This observation prompted us to examine the subcellular localization of FUCA1 protein by immunofluorescence analysis. We expressed FUCA1 ectopically in H1299 cells and observed that FUCA1 was mainly detected in areas that did not overlap with the lysosomotropic dye LysoTracker Red (Fig. 3e). Rather, FUCA1 appeared as spots in the perinuclear region, which suggests that it may be localized in some organelle surrounding the nucleus.
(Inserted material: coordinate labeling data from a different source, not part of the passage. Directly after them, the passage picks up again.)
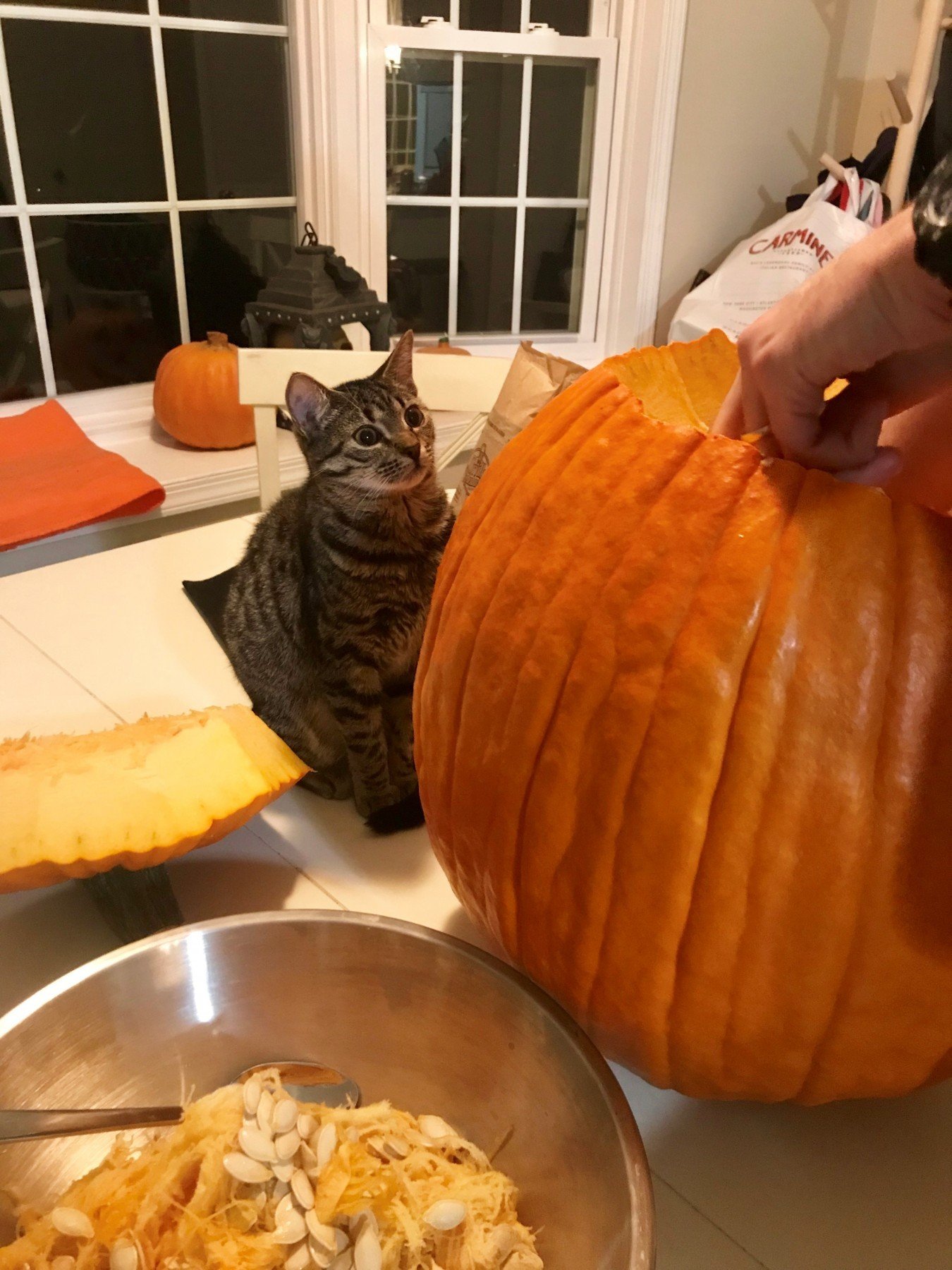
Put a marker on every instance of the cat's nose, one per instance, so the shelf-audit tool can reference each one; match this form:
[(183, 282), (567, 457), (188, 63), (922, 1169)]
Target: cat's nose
[(410, 446)]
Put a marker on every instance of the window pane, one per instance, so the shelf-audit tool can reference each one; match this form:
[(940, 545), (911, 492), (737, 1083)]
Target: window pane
[(566, 17), (552, 265), (228, 106), (109, 296), (228, 258), (6, 183), (226, 11), (419, 123), (408, 13), (492, 104), (114, 6), (20, 371), (418, 270), (487, 262), (560, 128), (87, 114), (490, 14)]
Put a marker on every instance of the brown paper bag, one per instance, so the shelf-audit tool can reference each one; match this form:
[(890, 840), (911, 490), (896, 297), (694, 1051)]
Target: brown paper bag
[(533, 380)]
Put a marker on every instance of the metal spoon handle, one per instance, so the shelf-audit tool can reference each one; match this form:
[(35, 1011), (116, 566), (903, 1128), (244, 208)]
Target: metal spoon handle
[(23, 1125)]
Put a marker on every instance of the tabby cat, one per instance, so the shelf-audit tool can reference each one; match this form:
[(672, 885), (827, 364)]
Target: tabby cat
[(325, 614)]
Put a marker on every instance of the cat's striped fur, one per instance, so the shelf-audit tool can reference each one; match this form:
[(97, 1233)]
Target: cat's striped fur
[(327, 611)]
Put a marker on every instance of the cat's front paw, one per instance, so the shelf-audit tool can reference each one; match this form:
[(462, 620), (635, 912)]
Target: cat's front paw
[(404, 814)]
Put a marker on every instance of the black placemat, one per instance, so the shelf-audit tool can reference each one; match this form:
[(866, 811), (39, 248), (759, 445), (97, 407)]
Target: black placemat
[(209, 597)]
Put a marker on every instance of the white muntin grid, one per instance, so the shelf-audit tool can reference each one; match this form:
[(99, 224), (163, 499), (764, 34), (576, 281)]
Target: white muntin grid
[(23, 210), (456, 42)]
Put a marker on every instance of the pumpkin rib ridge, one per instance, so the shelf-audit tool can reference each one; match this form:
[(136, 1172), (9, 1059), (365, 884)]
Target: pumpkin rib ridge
[(758, 852), (549, 495), (871, 857), (554, 459), (677, 979), (607, 512), (584, 630), (590, 993)]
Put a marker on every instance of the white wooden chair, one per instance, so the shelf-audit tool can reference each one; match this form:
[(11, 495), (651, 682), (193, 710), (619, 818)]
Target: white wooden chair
[(468, 385)]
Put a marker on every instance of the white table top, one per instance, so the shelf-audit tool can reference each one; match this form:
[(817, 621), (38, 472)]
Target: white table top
[(92, 641)]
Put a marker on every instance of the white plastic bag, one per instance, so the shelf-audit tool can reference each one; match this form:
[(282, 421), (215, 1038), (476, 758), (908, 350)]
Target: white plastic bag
[(762, 270)]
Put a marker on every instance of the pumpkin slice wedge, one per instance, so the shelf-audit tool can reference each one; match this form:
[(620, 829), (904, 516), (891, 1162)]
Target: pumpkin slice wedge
[(138, 795)]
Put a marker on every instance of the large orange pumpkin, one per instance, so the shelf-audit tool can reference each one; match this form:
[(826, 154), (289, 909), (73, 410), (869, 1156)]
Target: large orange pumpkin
[(196, 395), (685, 743)]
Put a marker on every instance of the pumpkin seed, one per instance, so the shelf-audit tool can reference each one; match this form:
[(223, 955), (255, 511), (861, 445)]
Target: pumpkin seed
[(325, 1238), (243, 1168), (327, 1144), (123, 1257), (367, 1250), (252, 1095), (434, 1127), (286, 1206), (446, 1214), (300, 1259), (257, 1144), (285, 1115), (292, 1230), (266, 1106), (70, 1221), (287, 1144), (301, 1189)]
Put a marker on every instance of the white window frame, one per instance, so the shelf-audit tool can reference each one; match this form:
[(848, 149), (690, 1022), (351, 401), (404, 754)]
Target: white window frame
[(456, 44), (112, 406)]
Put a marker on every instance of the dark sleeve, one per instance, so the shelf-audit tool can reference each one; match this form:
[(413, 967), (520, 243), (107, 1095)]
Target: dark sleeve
[(932, 222)]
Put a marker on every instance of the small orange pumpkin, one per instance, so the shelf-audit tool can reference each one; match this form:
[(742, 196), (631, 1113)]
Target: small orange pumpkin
[(196, 395)]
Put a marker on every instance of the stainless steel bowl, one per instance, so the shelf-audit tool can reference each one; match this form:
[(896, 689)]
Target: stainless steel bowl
[(417, 1017)]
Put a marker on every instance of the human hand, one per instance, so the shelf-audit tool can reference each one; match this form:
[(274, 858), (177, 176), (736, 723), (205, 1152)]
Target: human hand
[(871, 317)]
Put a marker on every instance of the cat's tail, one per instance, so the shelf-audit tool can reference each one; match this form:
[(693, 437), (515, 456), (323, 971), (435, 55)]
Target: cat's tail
[(405, 814)]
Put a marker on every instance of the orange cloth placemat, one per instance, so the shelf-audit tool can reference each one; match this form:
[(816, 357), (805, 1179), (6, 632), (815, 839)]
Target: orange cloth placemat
[(54, 478)]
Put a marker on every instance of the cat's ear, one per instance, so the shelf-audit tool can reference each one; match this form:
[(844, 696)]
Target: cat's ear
[(307, 401), (399, 368)]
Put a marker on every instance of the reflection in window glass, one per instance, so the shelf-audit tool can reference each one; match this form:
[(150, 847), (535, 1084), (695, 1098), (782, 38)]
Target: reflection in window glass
[(114, 6), (487, 263), (566, 17), (490, 128), (490, 14), (408, 13), (228, 258), (418, 268), (109, 291), (226, 11), (20, 370), (420, 123), (552, 268), (87, 112), (560, 128), (228, 106)]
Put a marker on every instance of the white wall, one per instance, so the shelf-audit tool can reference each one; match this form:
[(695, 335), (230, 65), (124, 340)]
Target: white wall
[(767, 85)]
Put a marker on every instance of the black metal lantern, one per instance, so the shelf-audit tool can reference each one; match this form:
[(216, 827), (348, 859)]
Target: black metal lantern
[(309, 301)]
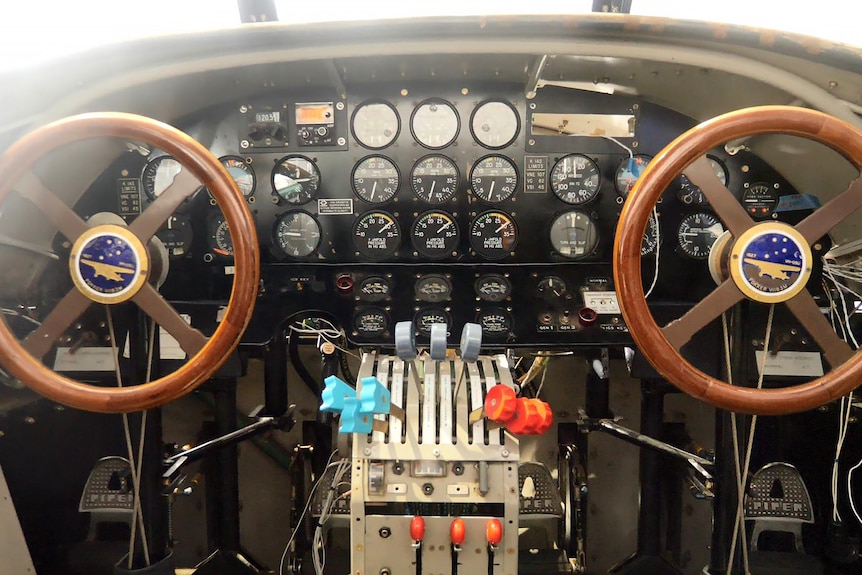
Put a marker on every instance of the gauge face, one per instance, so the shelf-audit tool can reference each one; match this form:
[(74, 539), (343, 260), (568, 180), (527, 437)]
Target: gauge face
[(176, 235), (495, 124), (376, 179), (425, 318), (493, 287), (371, 322), (297, 234), (697, 232), (376, 235), (374, 288), (690, 194), (575, 179), (574, 235), (435, 123), (375, 124), (433, 288), (296, 180), (759, 200), (158, 174), (628, 173), (494, 179), (434, 179), (493, 235)]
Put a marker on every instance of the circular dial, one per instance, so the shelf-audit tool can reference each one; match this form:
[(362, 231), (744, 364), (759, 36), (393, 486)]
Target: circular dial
[(297, 234), (493, 234), (760, 200), (371, 321), (176, 235), (494, 124), (697, 232), (435, 123), (296, 180), (158, 174), (628, 173), (575, 179), (375, 179), (425, 318), (376, 235), (375, 124), (493, 287), (434, 179), (574, 235), (435, 234), (494, 178), (691, 194)]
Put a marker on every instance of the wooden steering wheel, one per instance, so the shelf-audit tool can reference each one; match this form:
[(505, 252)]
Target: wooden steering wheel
[(758, 271), (110, 264)]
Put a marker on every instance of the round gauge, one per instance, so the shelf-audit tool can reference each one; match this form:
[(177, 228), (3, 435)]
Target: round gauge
[(376, 235), (375, 124), (628, 173), (435, 235), (574, 235), (296, 180), (697, 232), (433, 288), (494, 124), (494, 178), (434, 179), (370, 322), (425, 318), (493, 235), (374, 288), (375, 179), (435, 123), (495, 322), (575, 179), (176, 235), (760, 200), (690, 194), (296, 233), (158, 174), (493, 287)]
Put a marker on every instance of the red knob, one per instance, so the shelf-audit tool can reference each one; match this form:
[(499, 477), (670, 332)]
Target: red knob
[(494, 532), (457, 531), (417, 528)]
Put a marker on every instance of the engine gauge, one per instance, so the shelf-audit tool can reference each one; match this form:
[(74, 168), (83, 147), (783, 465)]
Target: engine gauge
[(375, 124), (494, 124), (376, 235), (433, 288), (494, 178), (176, 235), (690, 194), (158, 174), (425, 318), (493, 235), (574, 235), (296, 234), (759, 200), (375, 179), (697, 232), (434, 179), (628, 173), (296, 180), (493, 287), (435, 235), (435, 123), (575, 179)]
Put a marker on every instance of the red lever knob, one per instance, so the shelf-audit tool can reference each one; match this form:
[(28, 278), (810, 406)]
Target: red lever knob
[(494, 532), (417, 528), (457, 531)]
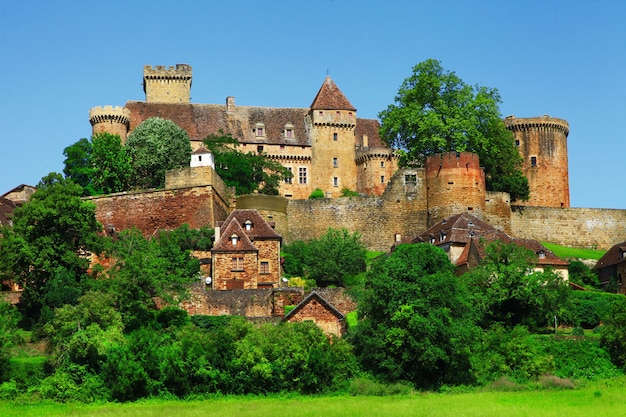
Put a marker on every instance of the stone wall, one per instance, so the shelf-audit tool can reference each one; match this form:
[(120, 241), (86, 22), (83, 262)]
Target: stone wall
[(576, 227)]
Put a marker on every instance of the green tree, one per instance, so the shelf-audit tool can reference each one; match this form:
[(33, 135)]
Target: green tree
[(111, 164), (51, 235), (416, 322), (436, 112), (155, 146), (507, 290), (246, 171)]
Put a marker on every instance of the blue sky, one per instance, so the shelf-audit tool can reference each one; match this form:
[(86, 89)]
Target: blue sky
[(562, 58)]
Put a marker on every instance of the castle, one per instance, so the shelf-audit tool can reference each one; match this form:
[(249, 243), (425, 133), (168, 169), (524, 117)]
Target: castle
[(327, 146)]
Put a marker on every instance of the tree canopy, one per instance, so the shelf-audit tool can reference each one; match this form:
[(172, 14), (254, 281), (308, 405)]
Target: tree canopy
[(246, 171), (155, 146), (436, 112)]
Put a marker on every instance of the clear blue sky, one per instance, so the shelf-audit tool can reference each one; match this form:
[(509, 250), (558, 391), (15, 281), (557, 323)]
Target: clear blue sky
[(562, 58)]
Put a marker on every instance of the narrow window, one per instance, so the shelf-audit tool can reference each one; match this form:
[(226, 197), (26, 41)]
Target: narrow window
[(302, 175), (237, 264)]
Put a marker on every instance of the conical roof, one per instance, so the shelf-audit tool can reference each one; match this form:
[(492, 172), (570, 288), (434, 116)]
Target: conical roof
[(330, 97)]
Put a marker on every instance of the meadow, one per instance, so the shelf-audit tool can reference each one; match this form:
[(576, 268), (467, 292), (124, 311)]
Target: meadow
[(602, 398)]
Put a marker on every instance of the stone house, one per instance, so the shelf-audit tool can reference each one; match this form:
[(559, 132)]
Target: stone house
[(464, 236), (246, 253), (612, 266), (317, 309)]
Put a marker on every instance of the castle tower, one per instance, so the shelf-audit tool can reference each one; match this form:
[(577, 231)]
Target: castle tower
[(167, 85), (109, 119), (332, 123), (455, 183), (542, 143)]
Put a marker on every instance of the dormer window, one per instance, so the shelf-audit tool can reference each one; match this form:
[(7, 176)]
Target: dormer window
[(259, 130)]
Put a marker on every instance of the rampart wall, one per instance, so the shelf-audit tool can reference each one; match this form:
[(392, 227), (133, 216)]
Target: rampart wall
[(575, 227)]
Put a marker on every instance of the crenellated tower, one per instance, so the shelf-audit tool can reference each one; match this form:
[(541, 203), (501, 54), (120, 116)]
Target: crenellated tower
[(455, 183), (109, 119), (167, 85), (542, 143), (332, 122)]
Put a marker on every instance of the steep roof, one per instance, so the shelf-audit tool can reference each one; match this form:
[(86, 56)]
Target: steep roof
[(330, 97), (615, 255), (311, 297)]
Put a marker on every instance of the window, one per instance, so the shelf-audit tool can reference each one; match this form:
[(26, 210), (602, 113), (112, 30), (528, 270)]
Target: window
[(237, 264), (288, 180), (259, 130), (302, 175)]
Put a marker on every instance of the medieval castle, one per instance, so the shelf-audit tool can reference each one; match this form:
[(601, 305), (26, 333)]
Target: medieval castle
[(327, 146)]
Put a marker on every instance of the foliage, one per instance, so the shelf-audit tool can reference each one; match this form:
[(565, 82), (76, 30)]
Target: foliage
[(613, 335), (591, 308), (346, 192), (507, 290), (316, 194), (436, 112), (155, 146), (332, 259), (582, 275), (50, 233), (565, 252), (247, 172), (416, 322)]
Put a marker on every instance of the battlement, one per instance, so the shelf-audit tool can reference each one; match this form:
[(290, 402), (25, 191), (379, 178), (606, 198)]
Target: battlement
[(518, 124), (111, 114), (180, 71)]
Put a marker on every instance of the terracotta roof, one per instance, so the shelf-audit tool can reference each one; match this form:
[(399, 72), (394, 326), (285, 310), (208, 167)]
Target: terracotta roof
[(330, 97), (614, 256), (224, 244), (321, 300)]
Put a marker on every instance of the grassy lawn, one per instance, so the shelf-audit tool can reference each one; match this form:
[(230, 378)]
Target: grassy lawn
[(605, 398), (565, 252)]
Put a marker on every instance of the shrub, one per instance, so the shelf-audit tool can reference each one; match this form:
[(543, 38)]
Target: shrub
[(317, 193)]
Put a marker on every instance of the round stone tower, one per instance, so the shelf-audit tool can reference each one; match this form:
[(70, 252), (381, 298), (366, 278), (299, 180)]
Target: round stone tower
[(542, 143), (455, 183), (109, 119), (167, 85)]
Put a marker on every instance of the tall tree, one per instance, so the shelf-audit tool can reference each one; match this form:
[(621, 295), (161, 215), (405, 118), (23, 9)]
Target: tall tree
[(416, 323), (51, 234), (155, 146), (247, 172), (436, 112)]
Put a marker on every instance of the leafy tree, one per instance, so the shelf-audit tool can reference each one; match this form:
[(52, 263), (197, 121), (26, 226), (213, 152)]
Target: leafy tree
[(247, 172), (436, 112), (416, 322), (155, 146), (51, 233), (507, 290)]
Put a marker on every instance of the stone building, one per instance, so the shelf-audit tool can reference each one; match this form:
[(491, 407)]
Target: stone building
[(246, 254)]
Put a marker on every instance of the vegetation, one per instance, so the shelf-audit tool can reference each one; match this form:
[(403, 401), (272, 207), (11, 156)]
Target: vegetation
[(436, 112), (246, 171), (155, 146)]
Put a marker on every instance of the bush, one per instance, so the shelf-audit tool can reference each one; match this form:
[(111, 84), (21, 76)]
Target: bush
[(317, 193)]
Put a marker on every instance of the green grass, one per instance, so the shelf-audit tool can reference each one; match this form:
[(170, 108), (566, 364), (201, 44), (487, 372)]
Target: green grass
[(577, 253), (604, 398)]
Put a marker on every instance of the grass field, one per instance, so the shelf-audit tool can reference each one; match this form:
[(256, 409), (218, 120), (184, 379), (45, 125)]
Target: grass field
[(606, 399)]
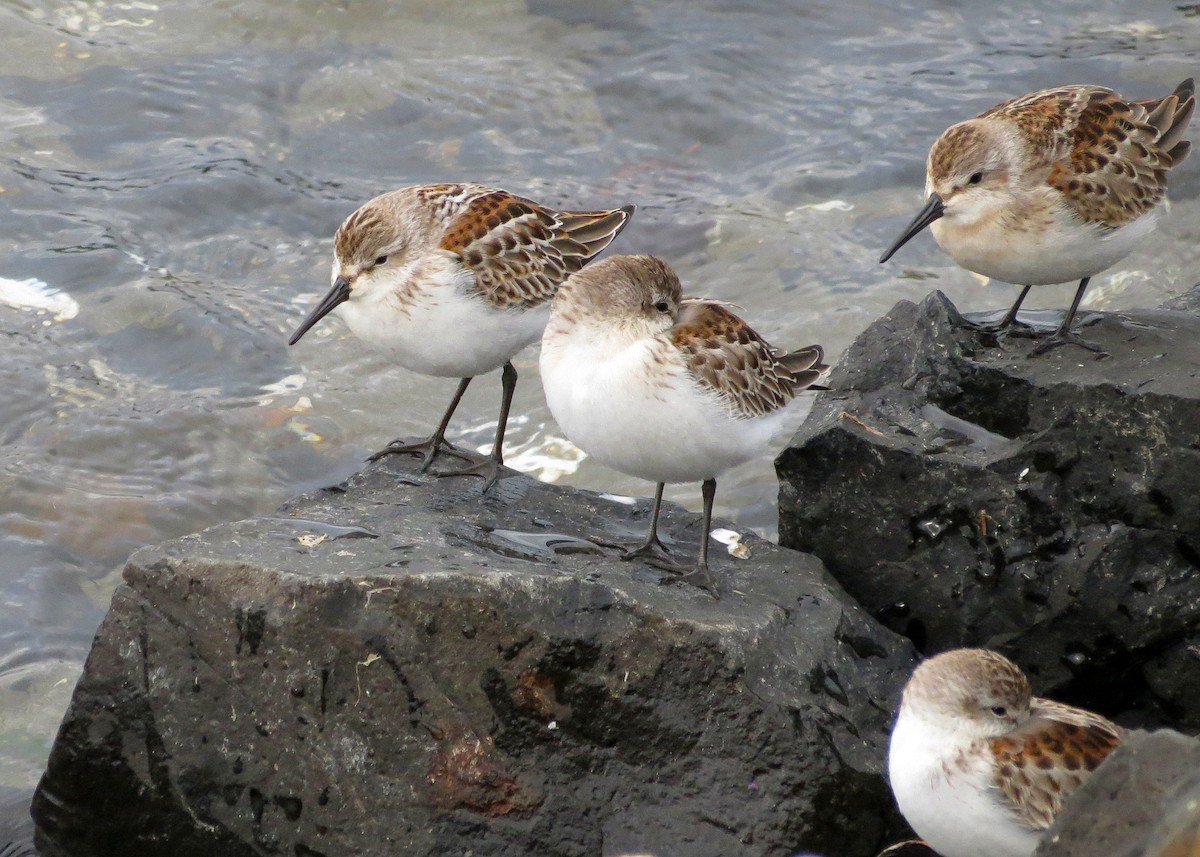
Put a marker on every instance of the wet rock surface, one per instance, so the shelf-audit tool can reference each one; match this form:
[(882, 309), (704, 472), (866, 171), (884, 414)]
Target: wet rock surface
[(969, 493), (1143, 802), (401, 665)]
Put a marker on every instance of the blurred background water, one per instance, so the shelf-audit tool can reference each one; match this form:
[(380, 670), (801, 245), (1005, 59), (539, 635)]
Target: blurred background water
[(171, 177)]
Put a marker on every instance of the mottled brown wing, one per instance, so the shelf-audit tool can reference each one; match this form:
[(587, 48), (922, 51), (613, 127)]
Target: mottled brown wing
[(724, 354), (1108, 156), (1043, 762), (521, 251)]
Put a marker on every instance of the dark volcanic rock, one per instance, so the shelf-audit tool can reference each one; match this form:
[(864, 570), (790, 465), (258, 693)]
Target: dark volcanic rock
[(403, 666), (1143, 802), (971, 495)]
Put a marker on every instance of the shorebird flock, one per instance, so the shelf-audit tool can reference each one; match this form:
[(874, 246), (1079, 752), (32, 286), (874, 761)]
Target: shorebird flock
[(453, 280)]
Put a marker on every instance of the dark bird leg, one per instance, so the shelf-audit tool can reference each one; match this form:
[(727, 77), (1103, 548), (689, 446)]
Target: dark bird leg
[(436, 443), (1063, 336), (708, 491), (489, 469), (1009, 318), (657, 555), (652, 549)]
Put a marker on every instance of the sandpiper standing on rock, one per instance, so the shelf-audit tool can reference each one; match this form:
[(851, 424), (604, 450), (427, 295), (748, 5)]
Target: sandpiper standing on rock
[(978, 765), (663, 387), (453, 281), (1051, 187)]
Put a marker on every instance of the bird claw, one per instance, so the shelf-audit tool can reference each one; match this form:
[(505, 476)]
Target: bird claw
[(489, 469), (426, 450), (1066, 339)]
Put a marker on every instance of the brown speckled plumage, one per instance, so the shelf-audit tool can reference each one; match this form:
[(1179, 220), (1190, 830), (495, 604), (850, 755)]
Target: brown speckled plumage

Fucosylation may be divided into several types according to the linkages it produces, including α1,2‐, α1,3‐, α1,4‐, and α1,6‐fucosylation.31 We analyzed the specificity of FUCA1‐mediated fucosylation by probing blots of fractionated cellular proteins with lectins that can detect and distinguish some of these different forms of fucosylation. Lectins PhoSL and UEA‐1 are specific for α1,6‐ and α1,2‐fucosylation, respectively,32, 33 whereas AAL is a lectin that detects all types of fucosyl linkages.33 As shown in Figure 3(f), PhoSL and AAL staining revealed significant differences between cells expressing vector versus FUCA1, whereas no obvious differences were seen by UEA‐1 staining. These data indicate that FUCA1 efficiently removes α1,6‐fucosylation but not α1,2‐fucosylation. We note that AAL staining was significantly decreased in FUCA1‐expressing sample, suggesting that FUCA1 may also remove other types of common fucosyl linkages such as α1,3‐ and α1,4‐fucosylation, which can be detected by AAL.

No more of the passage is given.